Battered by the financial crisis and pandemic, Britain has lost its culture of risk-taking. In the third of a special election series, The Telegraph examines how this has affected the economy and whether Labour can bring swashbuckling back to the City.
When Stuart Forrester and his wife founded their business and marketing consultancy in 2006, they turned to an unlikely place to source new recruits: the school playground.
The couple began hiring mothers who they met on the school run as freelancers, with the company using eight regular contractors by 2019. However, as their business grew, they hit a wall with recruitment.
The Forrester Corporation needed people to do more work but their freelancers started turning down the hours. “We started to get told, ‘I’m at 16 hours [a week], that’s where I want to stay’,” Forrester says.
Many of their freelancers were on benefits, which they would start losing if they worked more than 16 hours a week, as well as spending less time with their children.

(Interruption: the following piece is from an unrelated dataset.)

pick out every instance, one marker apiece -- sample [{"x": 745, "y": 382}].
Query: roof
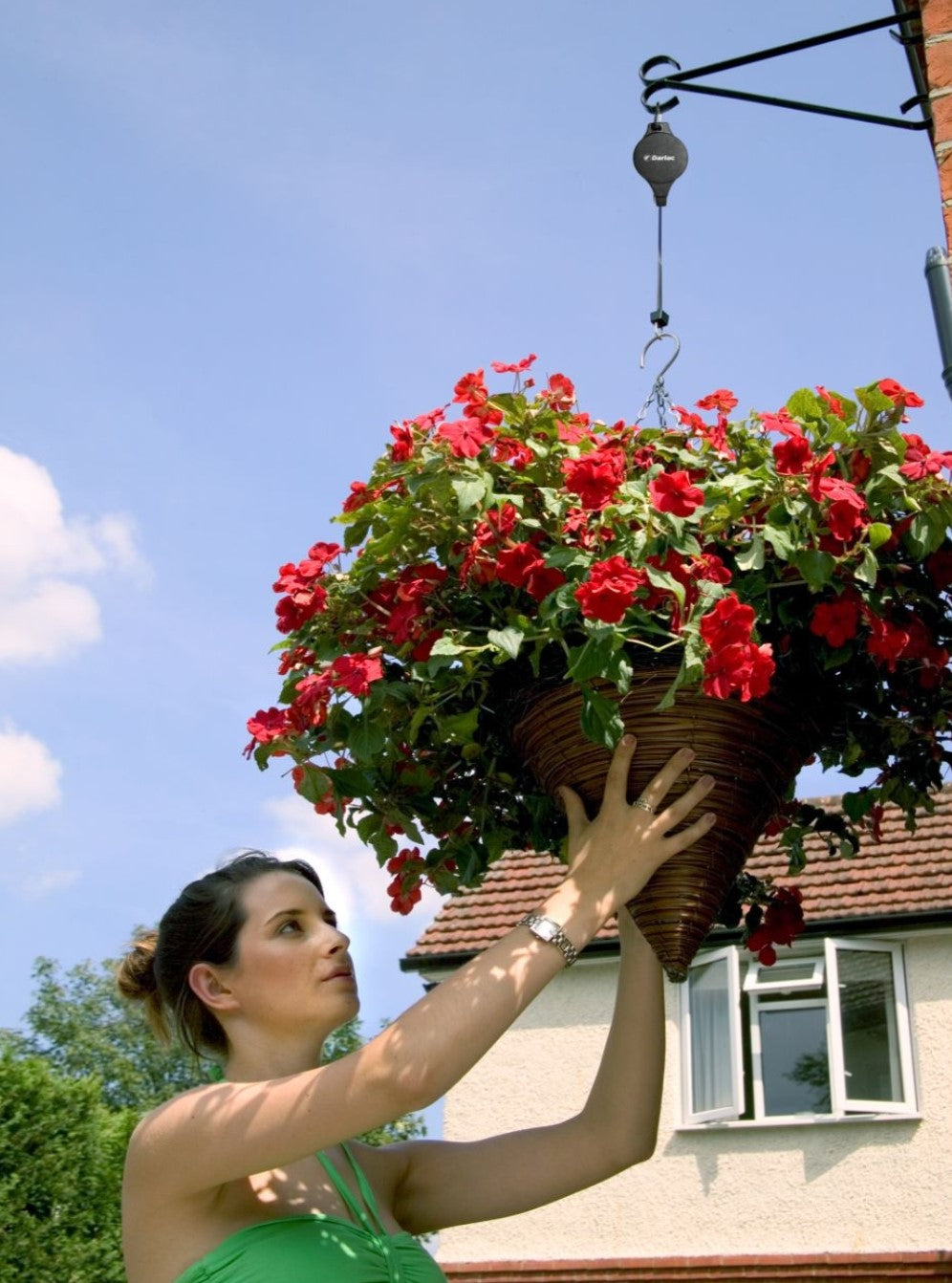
[{"x": 906, "y": 875}]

Forrester had to find other ways to fulfil their client contracts. Today, he regularly uses a network of 13 contractors who are based primarily in the Philippines and charge 50pc to 80pc less than their British counterparts.
This is emblematic of a deep-seated problem that is crippling British business and poses an existential threat to Labour’s headline pledge to achieve the highest sustained growth in the G7 if they win the July election: the UK’s workforce has lost its dynamism.
Since the financial crisis, productivity growth has been the slowest since the mid 18th century. The UK has had the lowest business investment in the G7 for three years in a row. And economic inactivity has soared since the pandemic began, with nearly 1.1 million working-age adults dropping out of the labour market.
There are now 9.43 million people who are neither employed nor looking for work, a 13-year high.
This workforce exodus has left businesses scrambling to find staff. In the spring of 2022, the number of job vacancies in the UK hit a record high of 1.3 million, up 59pc since before Covid.
This number has been falling steadily since, but this spring there were still 904,000 unfilled jobs, more than at any point since the financial crisis – and a figure that roughly matches the post-pandemic rise in economic inactivity.